Monday, January 12, 2015

Four - the second

Dear sweet Judah,
    I wrote in your journal on your birthday, but not here.  I'm thinking back on your birthday and you today, far away from the snow that you loved so much this winter. 

Four years old has hit you like a ton of bricks.  I don't know what it is that brings with this age such strong feelings (and tears), both high and lown.  I noticed it with your sister in her 3rd year, but you seemed immune.  Glad to just be alive and as we used to say when you were a baby, you Ate Life!  Happy to just take it all in.  But hard things happen sometimes.  You got a new brother just the year before that took the focus off of you for awhile while we adjusted and recovered from not one, but two pregnancies, one that was rough, didn't last and made Mama and Papa very sad.  You had a scary experience in a pool where you got away from me and spent a few seconds alone under water and it hung over you for a long time.    Little fears crept in and for a little while squashed down your natural tenacity and vivaciousness.  You knew how you felt, but not how to say it, or say what it was you really needed.

Thankfully with much love and care and time, that seemed to pass and your old joy reappeared.  Papa and I understand what it is to be a middle child.  We both were once.  We know you need extra time and love to be seen and heard and we try to take that time where ever we can.  A snuggle here, a story there, a walk, a conversation, a shared chore (not your favorite, but you do it with me).  You hardly ever ask, just happy to be here and with us all, but we know you need it too.  The squeaky wheel may get the grease, but we know you need attention even if you don't complain.

You learned to ride a bike with all of your stubborn strength and will, in spite of it being too small for you now.  You were determined.  You fell lots of times, just like when you learned to walk, and I expected you to walk away, but you didn't.  You fought for it.  And you were rewarded with the thrill of racing on your bike down the sidewalk, victorious and fast.

You sing at the top of your lungs whenever the song hits you, no matter where we are.  I understand how that is. I do the same, just not at the top of my lungs any more.  Just ask my family how much the liked it.  (p.s. it bugged them, but I still love when you do it)  You long to play and instrument and can sing back any tune or song.  Like the theme music for Peter Pan and Captain Hook in the Disney movie.  You sing Peter's theme when you are happy and up to mischief.  It suits you so well.  Your jokes improve with every passing day and I love how you love to find things to be joyful about.  We joke that you are Emmet from the Lego movie who said, "I can be dark and brooding...Look guys a rainbow!!"

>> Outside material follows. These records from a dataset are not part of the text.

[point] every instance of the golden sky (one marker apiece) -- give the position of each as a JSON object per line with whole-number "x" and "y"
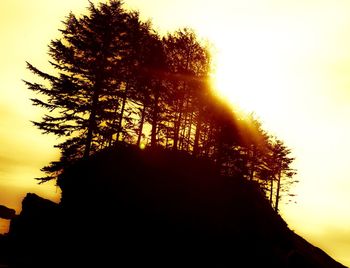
{"x": 289, "y": 61}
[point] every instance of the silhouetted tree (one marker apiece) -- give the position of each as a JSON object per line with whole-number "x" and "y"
{"x": 116, "y": 80}
{"x": 83, "y": 94}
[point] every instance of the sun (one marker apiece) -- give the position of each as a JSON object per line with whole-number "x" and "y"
{"x": 250, "y": 72}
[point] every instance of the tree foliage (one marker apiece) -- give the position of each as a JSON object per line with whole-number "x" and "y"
{"x": 117, "y": 80}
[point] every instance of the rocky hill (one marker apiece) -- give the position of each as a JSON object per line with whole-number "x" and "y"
{"x": 155, "y": 208}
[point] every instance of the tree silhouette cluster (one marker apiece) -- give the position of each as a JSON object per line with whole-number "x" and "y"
{"x": 118, "y": 80}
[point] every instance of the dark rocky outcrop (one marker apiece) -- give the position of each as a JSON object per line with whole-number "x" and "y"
{"x": 130, "y": 208}
{"x": 7, "y": 213}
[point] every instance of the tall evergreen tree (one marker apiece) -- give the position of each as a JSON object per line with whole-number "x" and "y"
{"x": 81, "y": 95}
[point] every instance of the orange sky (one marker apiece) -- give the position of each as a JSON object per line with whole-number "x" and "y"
{"x": 287, "y": 60}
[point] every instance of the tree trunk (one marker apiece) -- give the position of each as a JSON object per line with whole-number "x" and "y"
{"x": 278, "y": 189}
{"x": 92, "y": 124}
{"x": 143, "y": 114}
{"x": 122, "y": 112}
{"x": 177, "y": 128}
{"x": 155, "y": 119}
{"x": 271, "y": 189}
{"x": 197, "y": 135}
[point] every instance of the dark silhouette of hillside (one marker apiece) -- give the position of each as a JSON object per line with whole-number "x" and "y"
{"x": 126, "y": 207}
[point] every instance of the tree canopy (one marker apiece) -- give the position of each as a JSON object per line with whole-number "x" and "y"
{"x": 118, "y": 80}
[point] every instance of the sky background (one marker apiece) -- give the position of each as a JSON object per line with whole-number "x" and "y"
{"x": 289, "y": 61}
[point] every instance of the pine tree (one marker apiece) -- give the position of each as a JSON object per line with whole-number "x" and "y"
{"x": 83, "y": 93}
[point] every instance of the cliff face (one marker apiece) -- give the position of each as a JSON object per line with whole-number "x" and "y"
{"x": 130, "y": 208}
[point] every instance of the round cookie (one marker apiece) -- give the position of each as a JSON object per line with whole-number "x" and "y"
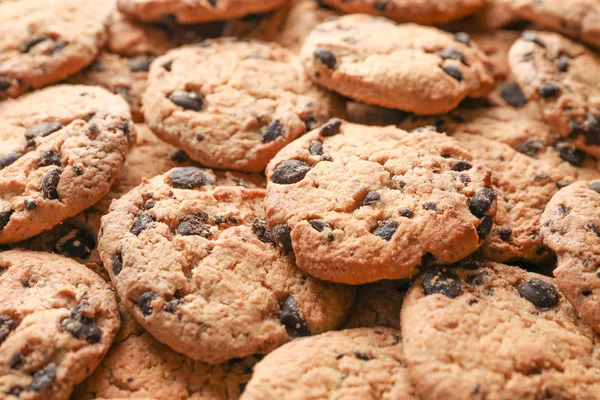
{"x": 571, "y": 227}
{"x": 57, "y": 320}
{"x": 233, "y": 104}
{"x": 406, "y": 67}
{"x": 579, "y": 19}
{"x": 360, "y": 204}
{"x": 61, "y": 148}
{"x": 363, "y": 363}
{"x": 200, "y": 271}
{"x": 419, "y": 11}
{"x": 186, "y": 12}
{"x": 563, "y": 78}
{"x": 45, "y": 41}
{"x": 496, "y": 332}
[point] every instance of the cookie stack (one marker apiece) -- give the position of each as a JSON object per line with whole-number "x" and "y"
{"x": 293, "y": 199}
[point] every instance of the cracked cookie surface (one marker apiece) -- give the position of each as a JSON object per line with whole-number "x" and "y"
{"x": 233, "y": 104}
{"x": 57, "y": 320}
{"x": 361, "y": 203}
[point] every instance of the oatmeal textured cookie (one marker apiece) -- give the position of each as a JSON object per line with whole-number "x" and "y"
{"x": 496, "y": 332}
{"x": 61, "y": 148}
{"x": 563, "y": 77}
{"x": 189, "y": 11}
{"x": 359, "y": 204}
{"x": 45, "y": 41}
{"x": 407, "y": 67}
{"x": 57, "y": 320}
{"x": 419, "y": 11}
{"x": 571, "y": 227}
{"x": 200, "y": 270}
{"x": 363, "y": 363}
{"x": 233, "y": 104}
{"x": 579, "y": 19}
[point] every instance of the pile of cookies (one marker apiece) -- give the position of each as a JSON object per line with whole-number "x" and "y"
{"x": 293, "y": 199}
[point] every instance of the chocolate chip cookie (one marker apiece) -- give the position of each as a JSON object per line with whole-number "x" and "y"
{"x": 233, "y": 104}
{"x": 45, "y": 41}
{"x": 579, "y": 19}
{"x": 201, "y": 271}
{"x": 61, "y": 148}
{"x": 563, "y": 78}
{"x": 186, "y": 12}
{"x": 571, "y": 227}
{"x": 406, "y": 67}
{"x": 57, "y": 320}
{"x": 421, "y": 12}
{"x": 359, "y": 204}
{"x": 363, "y": 363}
{"x": 496, "y": 332}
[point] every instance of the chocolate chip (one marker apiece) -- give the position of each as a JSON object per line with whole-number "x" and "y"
{"x": 141, "y": 223}
{"x": 291, "y": 317}
{"x": 31, "y": 43}
{"x": 331, "y": 127}
{"x": 481, "y": 202}
{"x": 144, "y": 303}
{"x": 461, "y": 166}
{"x": 385, "y": 229}
{"x": 315, "y": 148}
{"x": 189, "y": 178}
{"x": 319, "y": 225}
{"x": 187, "y": 100}
{"x": 532, "y": 37}
{"x": 281, "y": 235}
{"x": 540, "y": 293}
{"x": 511, "y": 93}
{"x": 49, "y": 186}
{"x": 504, "y": 233}
{"x": 463, "y": 38}
{"x": 372, "y": 197}
{"x": 442, "y": 281}
{"x": 326, "y": 58}
{"x": 7, "y": 325}
{"x": 273, "y": 131}
{"x": 117, "y": 263}
{"x": 42, "y": 130}
{"x": 194, "y": 226}
{"x": 453, "y": 71}
{"x": 42, "y": 379}
{"x": 405, "y": 212}
{"x": 290, "y": 171}
{"x": 450, "y": 53}
{"x": 140, "y": 63}
{"x": 262, "y": 230}
{"x": 81, "y": 326}
{"x": 532, "y": 147}
{"x": 548, "y": 89}
{"x": 485, "y": 227}
{"x": 49, "y": 157}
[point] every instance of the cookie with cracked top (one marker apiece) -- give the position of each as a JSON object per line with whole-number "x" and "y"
{"x": 578, "y": 19}
{"x": 363, "y": 363}
{"x": 233, "y": 104}
{"x": 44, "y": 41}
{"x": 496, "y": 332}
{"x": 407, "y": 67}
{"x": 360, "y": 204}
{"x": 185, "y": 12}
{"x": 563, "y": 78}
{"x": 418, "y": 11}
{"x": 61, "y": 148}
{"x": 571, "y": 227}
{"x": 57, "y": 320}
{"x": 200, "y": 270}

You are my go along to go along guy and generally play well with your older sister and  younger brother, intent on fun rather than having your ideas be the ones that are used.  You build legos like a maniac and love (yes still) anything with wheels or that flies.  You make your loud vrooms and screeches go along with it.  I love your gentle spirit, your love of justice, your kindness, your willingness to share or ask or think of others.  I love that you never quit, but just try again until it works for you, willing to be terrible at it until you succeed.  It makes my heart brim with love to see you push through your fear and swim or try because you trust me and want to try.  You are my fella and I love you with all my heart.